The UN Committee on the Rights of the Child has told the Vatican to compile and publish detailed statistics on clerical sexual abuse of minors and that the pope should order Catholic dioceses and religious orders around the world to implement all the policies of the UN Convention of the Rights of the Child.
The committee, which spent an entire day last month questioning two Vatican representatives, also urged the Catholic Church to revise the Code of Canon Law to make it mandatory that bishops and religious superiors report suspected cases of sexual abuse to civil authorities, even in countries where civil law does not require such reporting.
The Vatican always has insisted that church law requires bishops and religious superiors to obey local laws on reporting suspected crimes; however, it also has said that where reporting is not mandatory and the victim does not want to go to the police, the victim’s wishes must be respected.
The “concluding observations” of the committee, which monitors compliance with the Convention on the Rights of the Child, ratified by the Holy See in 1990, were published today.
A statement published by the Vatican press office the same day said, “The Holy See reiterates its commitment to defending and protecting the rights of the child, in line with the principles promoted by the Convention on the Rights of the Child and according to the moral and religious values offered by Catholic doctrine.”
The committee urged the Vatican to release all its files on clerical sexual abuse cases in order to allow public scrutiny of how cases of alleged abuse were investigated and judged, how offenders were punished and how victims were treated.
“The committee is gravely concerned that the Holy See has not acknowledged the extent of the crimes committed, has not taken the necessary measures to address cases of child sexual abuse and to protect children, and has adopted policies and practices which have led to the continuation of the abuse by and the impunity of the perpetrators,” the UN report said.
Throughout the report, the committee condemned what its members viewed as a “code of silence” surrounding the cases and claimed “the Holy See has given precedence to the preservation of the reputation of the church over children’s rights to have their best interests taken as a primary consideration.”
Testifying before the committee in January, Auxiliary Bishop Charles Scicluna of Malta, the former investigator of alleged abuse cases in the Congregation for the Doctrine of the Faith, said the Vatican knows “there are things that need to be done differently,” particularly to address concerns about whether a local bishop or religious superior has covered up cases of alleged abuse.
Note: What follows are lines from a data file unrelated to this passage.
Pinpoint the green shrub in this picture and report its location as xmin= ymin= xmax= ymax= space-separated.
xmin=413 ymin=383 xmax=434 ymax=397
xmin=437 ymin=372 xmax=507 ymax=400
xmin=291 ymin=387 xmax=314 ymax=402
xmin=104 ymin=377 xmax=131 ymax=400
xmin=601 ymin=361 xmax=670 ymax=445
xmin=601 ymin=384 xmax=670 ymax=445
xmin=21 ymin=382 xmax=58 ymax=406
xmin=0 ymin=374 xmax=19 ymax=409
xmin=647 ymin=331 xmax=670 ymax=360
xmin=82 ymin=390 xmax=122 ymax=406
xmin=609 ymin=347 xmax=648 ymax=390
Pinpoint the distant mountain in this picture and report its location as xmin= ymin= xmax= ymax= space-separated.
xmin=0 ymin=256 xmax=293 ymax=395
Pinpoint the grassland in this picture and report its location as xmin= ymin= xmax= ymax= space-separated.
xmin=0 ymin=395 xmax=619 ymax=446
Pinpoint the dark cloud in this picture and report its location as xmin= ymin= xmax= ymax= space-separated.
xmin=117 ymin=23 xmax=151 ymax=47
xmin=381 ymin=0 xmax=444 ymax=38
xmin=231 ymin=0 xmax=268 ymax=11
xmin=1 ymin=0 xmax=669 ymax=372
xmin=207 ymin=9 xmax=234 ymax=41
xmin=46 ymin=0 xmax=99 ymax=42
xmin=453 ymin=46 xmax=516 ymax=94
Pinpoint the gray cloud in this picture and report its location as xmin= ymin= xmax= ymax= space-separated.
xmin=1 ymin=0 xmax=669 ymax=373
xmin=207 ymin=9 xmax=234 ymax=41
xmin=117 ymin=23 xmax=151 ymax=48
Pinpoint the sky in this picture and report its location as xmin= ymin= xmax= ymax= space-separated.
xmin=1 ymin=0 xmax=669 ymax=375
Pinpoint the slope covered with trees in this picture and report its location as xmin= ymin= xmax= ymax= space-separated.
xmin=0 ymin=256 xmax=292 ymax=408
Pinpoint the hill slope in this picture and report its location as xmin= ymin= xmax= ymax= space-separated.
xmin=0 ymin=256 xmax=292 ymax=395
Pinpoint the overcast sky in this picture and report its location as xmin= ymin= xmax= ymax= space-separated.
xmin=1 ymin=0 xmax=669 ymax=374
“Only the truth will help us move on,” he told the committee.
Archbishop Silvano Tomasi, the Vatican representative to UN agencies in Geneva, also testified and told the committee that new rules and guidelines adopted under Pope Benedict XVI and Pope Francis, “when properly applied, will help eliminate the occurrence of child sexual abuse by clergy and other church personnel.”
The committee’s “concluding observations” said the church’s procedures for dealing with suspected cases of abuse are so hostile to children and their parents that some have reported being “re-victimized by the church authorities.”
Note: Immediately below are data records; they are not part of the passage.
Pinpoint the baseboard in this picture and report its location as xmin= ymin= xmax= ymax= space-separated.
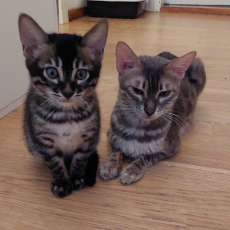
xmin=161 ymin=5 xmax=230 ymax=16
xmin=0 ymin=94 xmax=26 ymax=119
xmin=68 ymin=7 xmax=86 ymax=21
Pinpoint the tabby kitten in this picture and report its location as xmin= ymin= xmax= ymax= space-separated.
xmin=18 ymin=14 xmax=108 ymax=197
xmin=99 ymin=42 xmax=206 ymax=184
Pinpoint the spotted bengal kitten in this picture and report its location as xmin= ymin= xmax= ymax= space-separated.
xmin=18 ymin=14 xmax=108 ymax=197
xmin=99 ymin=42 xmax=206 ymax=185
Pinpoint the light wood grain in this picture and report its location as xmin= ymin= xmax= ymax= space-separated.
xmin=1 ymin=12 xmax=230 ymax=230
xmin=161 ymin=5 xmax=230 ymax=16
The committee’s report also objected to confidentiality being “imposed as a condition of financial compensation,” although Bishop Scicluna had told committee members that in the vast majority of cases, the compensation is awarded by a court, which sets the terms.
Archbishop Tomasi told Vatican Radio today that his first reaction to the report was “surprise because the negative aspect of the document they produced makes it seem that it was prepared before” he and Bishop Scicluna testified in January. “In fact, the document doesn’t seem to have been updated to take into account what has been done in the past few years” by the Vatican and by individual bishops’ conferences.
“The church has responded and reacted and will continue to do so” to protect children and end the scandal of clerical sexual abuse, the archbishop said. “We must insist on a policy of transparency and zero tolerance for abuse because even one case of the abuse of a child is a case too many.”